Context Rot and 'Getting Lost': Long sessions accumulate noise (failed tools, irrelevant reads), causing models to misinterpret history. Opus 4.7 scripting demo: model flipped repo-clone logic from prior chat drift.

Model Updates Aren't Immune, But Aren't the Main Culprit

Opus 4.6→4.7 feels worse for many, including Theo, but he pins most on non-model layers. Anthropic's postmortem (linked) details prior issues; new tokenizer costs more tokens. Trackers like Margin Labs quantify code regressions. Yet, benchmarks isolate harness impact—Opus shines in cleaner envs like Cursor.

"We are now at a point where anthropics incompetence in engineering is making us think their models are getting dumber," Theo hot-takes.
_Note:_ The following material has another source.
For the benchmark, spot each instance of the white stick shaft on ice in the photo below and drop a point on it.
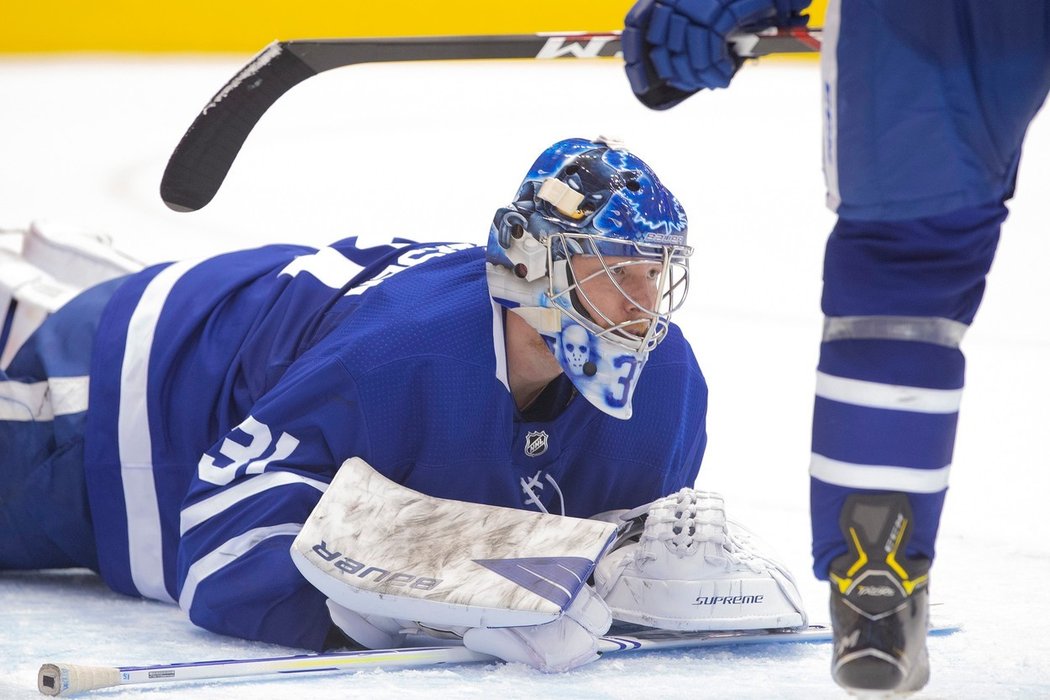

Features expand 'service area for stupid': e.g., malware false-positive on T3.gg design tweaks polluted context start-to-finish.

Historical pattern: launches strong, then regresses via layers. Solution? Cleaner harnesses, stable APIs, unified inference. Users: minimize custom junk; reset contexts.

Key Takeaways

Audit your harness/system prompt: strip unused skills/plugins to reduce context pollution and boost reliability.
Test models in multiple UIs (e.g., Cursor vs. Claude Code) to isolate harness flaws—15% gaps are common.
Expect variability from multi-hardware inference; short sessions minimize chain-request drift.
Pushback on refusals: distinguish API blocks (retriable) from true model limits.
Track benchmarks like Margin Labs SWE-bench or Matt Mau's for objective regressions vs. expectation shifts.
Demand engineering rigor from providers: features without harness fixes create 'slop' that mimics dumb models.
Raise your bar strategically—harder prompts are fine, but pair with clean scaffolding.
For production, prefer stable envs over bleeding-edge; Opus 4.5 may outperform 4.7 in cluttered setups.